Бледный командир на сером коне, выслушав крепкое приказание, повернул обратно на позицию.

Через несколько минут загрохотала наша артиллерия.

У взорванного пограничного моста начальник дивизии и поручик Шангин пошли пешком на ту сторону реки. Я осталась у автомобиля с полным чемоданом перевязочных средств. Мимо меня проходили раненые, которые могли двигаться сами».

Те бинты, которые были у Плевицкой в распоряжении, скоро закончились — раненых было очень много. Ведь в одном 289-ом Коротоякском пехотном полку было выбито в тот день две тысячи человек.

«Я знала, — продолжает рассказ Надежда Васильевна, — что лазарет стоит неразвернутым в поле, и, нарушив приказание не двигаться, пошла в Эйдкунен, где развевался флаг с красным крестом. Там, стало быть, полковой околоток.

По дороге, в маленькой будке, я увидела начальника дивизии и поручика Шангина, который, не отрываясь от аппарата, передавал изнемогающему Коротоякскому полку:

— Держитесь еще несколько минут! К вам идет на помощь Валуйский полк.

Начальнику дивизии, по-видимому, некогда было на меня сердиться за ослушание. Постояв около будки, я пошла в околоток.

В эту минуту орудия смолкли, и наступила жуткая тишина.

Я остановилась и послушала тишину, и вдруг там, где изнемогал Коротоякский полк, зловещей частой дробью застучали пулеметы. А когда пулеметы замолкли, грянуло ура, наше русское ура. Валуйцы пошли в атаку. О Господи правый, сколько в этот миг пролито крови.

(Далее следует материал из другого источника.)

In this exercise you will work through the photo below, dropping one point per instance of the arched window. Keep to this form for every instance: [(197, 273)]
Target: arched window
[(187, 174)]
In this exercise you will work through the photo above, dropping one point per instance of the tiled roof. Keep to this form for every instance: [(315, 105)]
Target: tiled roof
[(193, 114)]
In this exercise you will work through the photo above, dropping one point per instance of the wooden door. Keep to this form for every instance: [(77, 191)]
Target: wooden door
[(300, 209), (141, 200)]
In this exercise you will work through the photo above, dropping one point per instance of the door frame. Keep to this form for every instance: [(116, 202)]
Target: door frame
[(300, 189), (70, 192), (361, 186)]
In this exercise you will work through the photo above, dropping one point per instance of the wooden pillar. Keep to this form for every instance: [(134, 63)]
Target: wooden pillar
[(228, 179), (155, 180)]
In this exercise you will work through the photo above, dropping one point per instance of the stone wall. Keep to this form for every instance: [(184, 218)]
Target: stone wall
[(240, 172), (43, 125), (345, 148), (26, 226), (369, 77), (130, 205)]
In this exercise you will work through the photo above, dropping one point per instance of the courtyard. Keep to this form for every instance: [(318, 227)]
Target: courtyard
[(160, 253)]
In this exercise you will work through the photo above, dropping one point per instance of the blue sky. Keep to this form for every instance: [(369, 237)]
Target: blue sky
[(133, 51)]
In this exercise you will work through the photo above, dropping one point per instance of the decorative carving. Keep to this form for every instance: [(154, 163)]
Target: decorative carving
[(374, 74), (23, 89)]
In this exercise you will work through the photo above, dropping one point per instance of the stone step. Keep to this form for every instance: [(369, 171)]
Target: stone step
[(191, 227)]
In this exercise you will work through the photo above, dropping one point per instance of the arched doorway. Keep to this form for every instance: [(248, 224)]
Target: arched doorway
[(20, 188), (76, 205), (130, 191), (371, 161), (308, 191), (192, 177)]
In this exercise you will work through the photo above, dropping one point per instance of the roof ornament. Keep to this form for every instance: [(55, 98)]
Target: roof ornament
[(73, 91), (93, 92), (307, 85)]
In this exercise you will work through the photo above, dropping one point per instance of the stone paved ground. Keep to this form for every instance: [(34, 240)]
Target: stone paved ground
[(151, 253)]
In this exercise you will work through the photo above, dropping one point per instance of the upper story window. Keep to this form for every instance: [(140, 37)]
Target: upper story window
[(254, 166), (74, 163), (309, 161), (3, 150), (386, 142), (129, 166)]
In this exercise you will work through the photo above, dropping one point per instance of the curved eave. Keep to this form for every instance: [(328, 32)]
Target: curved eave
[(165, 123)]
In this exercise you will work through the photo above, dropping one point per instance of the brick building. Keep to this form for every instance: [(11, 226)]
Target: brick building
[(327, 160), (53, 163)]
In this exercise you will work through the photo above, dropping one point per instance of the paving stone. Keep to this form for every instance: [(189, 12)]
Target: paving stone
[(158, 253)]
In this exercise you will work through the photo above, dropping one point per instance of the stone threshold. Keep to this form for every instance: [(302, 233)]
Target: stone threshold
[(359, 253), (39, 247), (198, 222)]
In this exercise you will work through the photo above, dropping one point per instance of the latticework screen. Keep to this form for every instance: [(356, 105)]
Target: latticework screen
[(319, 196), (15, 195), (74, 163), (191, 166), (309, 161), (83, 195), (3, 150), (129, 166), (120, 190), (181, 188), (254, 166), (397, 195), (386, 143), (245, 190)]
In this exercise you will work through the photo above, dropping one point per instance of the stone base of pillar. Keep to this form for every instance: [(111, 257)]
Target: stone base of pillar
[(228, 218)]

Какую жатву собрала смерть?.. Шталлупенен в наших руках, но стоил он тысячи жизней».

ПОДВИГ БАТЮШКИ

Ничего не бывает случайного в жизни, тем более в жизни на войне — время, спрессованное в сутки сражений, выдает встречи «скороговоркой», телеграфно коротко, емко, — и отнюдь не без причины, в которой порой и не подозреваешь закономерность.

В полковом околотке, куда пришла санитарка Плевицкая, врачи выбивались из сил, их руки были в крови — не было даже времени их помыть. Полковой священник, седой иеромонах, медленно и удивительно спокойно, как показалось Надежде Васильевне, резал марлю для бинтов.

— А ты откуда тут взялся? — обратился он к ней. — И не разберешь, не то ты солдат, не то ты сестра? Это хорошо, что ты пришла. Ты быстрее меня режешь марлю.

И дальше батюшка стал рассказывать неузнанной им знаменитой Плевицкой, что он, до того как стать полковым священником, служил иеромонахом Богородицкой Площанской пустыни, что в Брянском уезде Орловской губернии, а когда разразилась Первая мировая война, добровольно направился в армию и был назначен полковым священником в только что сформированный 289-й Коротоякский полк 73-й пехотной дивизии. Да еще попросту пожаловался, как ему трудно в походе привыкать к скоромному.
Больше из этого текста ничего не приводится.